When programming in Python, is it possible to reserve memory for a list that will be populated with a known number of items, so that the list will not be reallocated several
you can create list of the known length like this:
>>> [None] * known_number
Take a look at this:
In [7]: %timeit array.array('f', [0.0]*4000*1000)
1 loops, best of 3: 306 ms per loop
In [8]: %timeit array.array('f', [0.0])*4000*1000
100 loops, best of 3: 5.96 ms per loop
In [11]: %timeit np.zeros(4000*1000, dtype='f')

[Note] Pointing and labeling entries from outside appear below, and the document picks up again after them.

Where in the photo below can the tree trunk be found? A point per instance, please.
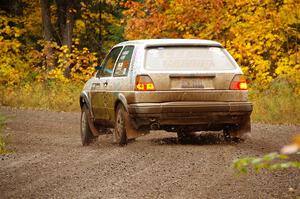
(65, 16)
(47, 33)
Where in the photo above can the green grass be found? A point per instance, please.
(279, 104)
(2, 143)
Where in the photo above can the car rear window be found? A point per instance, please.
(188, 58)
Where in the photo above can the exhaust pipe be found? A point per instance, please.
(155, 126)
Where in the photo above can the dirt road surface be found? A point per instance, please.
(49, 162)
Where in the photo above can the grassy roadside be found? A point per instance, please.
(2, 143)
(278, 104)
(59, 96)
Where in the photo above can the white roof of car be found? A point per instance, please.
(158, 42)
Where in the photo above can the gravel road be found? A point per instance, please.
(49, 162)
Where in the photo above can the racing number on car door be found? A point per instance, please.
(98, 99)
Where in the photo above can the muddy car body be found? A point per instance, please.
(175, 85)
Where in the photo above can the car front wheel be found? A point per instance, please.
(86, 134)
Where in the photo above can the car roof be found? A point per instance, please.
(171, 42)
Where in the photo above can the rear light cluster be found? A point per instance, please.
(144, 83)
(239, 83)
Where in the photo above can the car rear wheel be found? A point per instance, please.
(119, 134)
(86, 134)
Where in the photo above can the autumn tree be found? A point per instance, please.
(263, 36)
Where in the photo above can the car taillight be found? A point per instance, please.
(239, 83)
(144, 83)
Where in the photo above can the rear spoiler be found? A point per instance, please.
(151, 46)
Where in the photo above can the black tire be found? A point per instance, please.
(86, 134)
(184, 137)
(119, 134)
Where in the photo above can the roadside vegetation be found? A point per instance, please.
(2, 143)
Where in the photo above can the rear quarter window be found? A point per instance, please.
(123, 62)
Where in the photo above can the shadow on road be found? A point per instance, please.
(200, 139)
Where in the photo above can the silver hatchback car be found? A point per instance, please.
(177, 85)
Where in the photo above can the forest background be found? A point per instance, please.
(49, 48)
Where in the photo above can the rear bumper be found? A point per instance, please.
(189, 113)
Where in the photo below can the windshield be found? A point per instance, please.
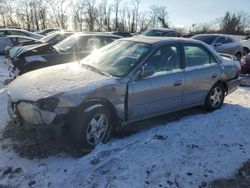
(46, 39)
(206, 39)
(68, 44)
(117, 58)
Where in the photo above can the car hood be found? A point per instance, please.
(50, 81)
(20, 50)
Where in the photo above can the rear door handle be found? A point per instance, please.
(177, 83)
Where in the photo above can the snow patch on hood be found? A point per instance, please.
(50, 81)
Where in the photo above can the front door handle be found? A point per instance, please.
(177, 83)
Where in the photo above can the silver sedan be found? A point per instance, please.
(128, 80)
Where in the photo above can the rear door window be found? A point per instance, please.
(197, 56)
(166, 58)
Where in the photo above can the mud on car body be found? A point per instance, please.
(127, 81)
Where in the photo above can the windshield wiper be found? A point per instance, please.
(96, 70)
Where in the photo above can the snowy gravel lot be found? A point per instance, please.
(188, 152)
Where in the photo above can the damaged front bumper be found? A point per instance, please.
(14, 72)
(30, 115)
(233, 84)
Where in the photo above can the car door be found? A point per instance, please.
(201, 73)
(160, 92)
(224, 45)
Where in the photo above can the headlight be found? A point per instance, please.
(31, 113)
(48, 104)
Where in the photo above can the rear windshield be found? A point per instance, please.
(206, 39)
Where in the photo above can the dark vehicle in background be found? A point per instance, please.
(187, 35)
(121, 33)
(15, 40)
(73, 48)
(55, 37)
(47, 31)
(245, 64)
(6, 32)
(131, 79)
(160, 32)
(21, 41)
(222, 43)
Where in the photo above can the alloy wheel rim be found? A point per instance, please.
(97, 129)
(216, 97)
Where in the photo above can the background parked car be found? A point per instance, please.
(132, 79)
(47, 31)
(222, 44)
(246, 44)
(6, 32)
(51, 39)
(14, 40)
(160, 32)
(245, 64)
(121, 33)
(56, 37)
(187, 35)
(73, 48)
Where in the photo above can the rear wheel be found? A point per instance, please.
(246, 50)
(238, 56)
(215, 97)
(91, 128)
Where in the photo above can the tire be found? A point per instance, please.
(98, 121)
(215, 97)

100 loops, best of 3: 6.04 ms per loop
In [9]: %timeit [0.0]*4000*1000
10 loops, best of 3: 32.4 ms per loop
So don't ever use array.array('f', [0.0]*N)
, use array.array('f', [0.0])*N
or numpy.zeros
.
In most of everyday code you won't need such optimization.
However, when list efficiency becomes an issue, the first thing you should do is replace generic list with typed one from array module which is much more efficient.
Here's how list of 4 million floating point numbers cound be created:
import array
lst = array.array('f', [0.0]*4000*1000)
In Python, all objects are allocated on the heap.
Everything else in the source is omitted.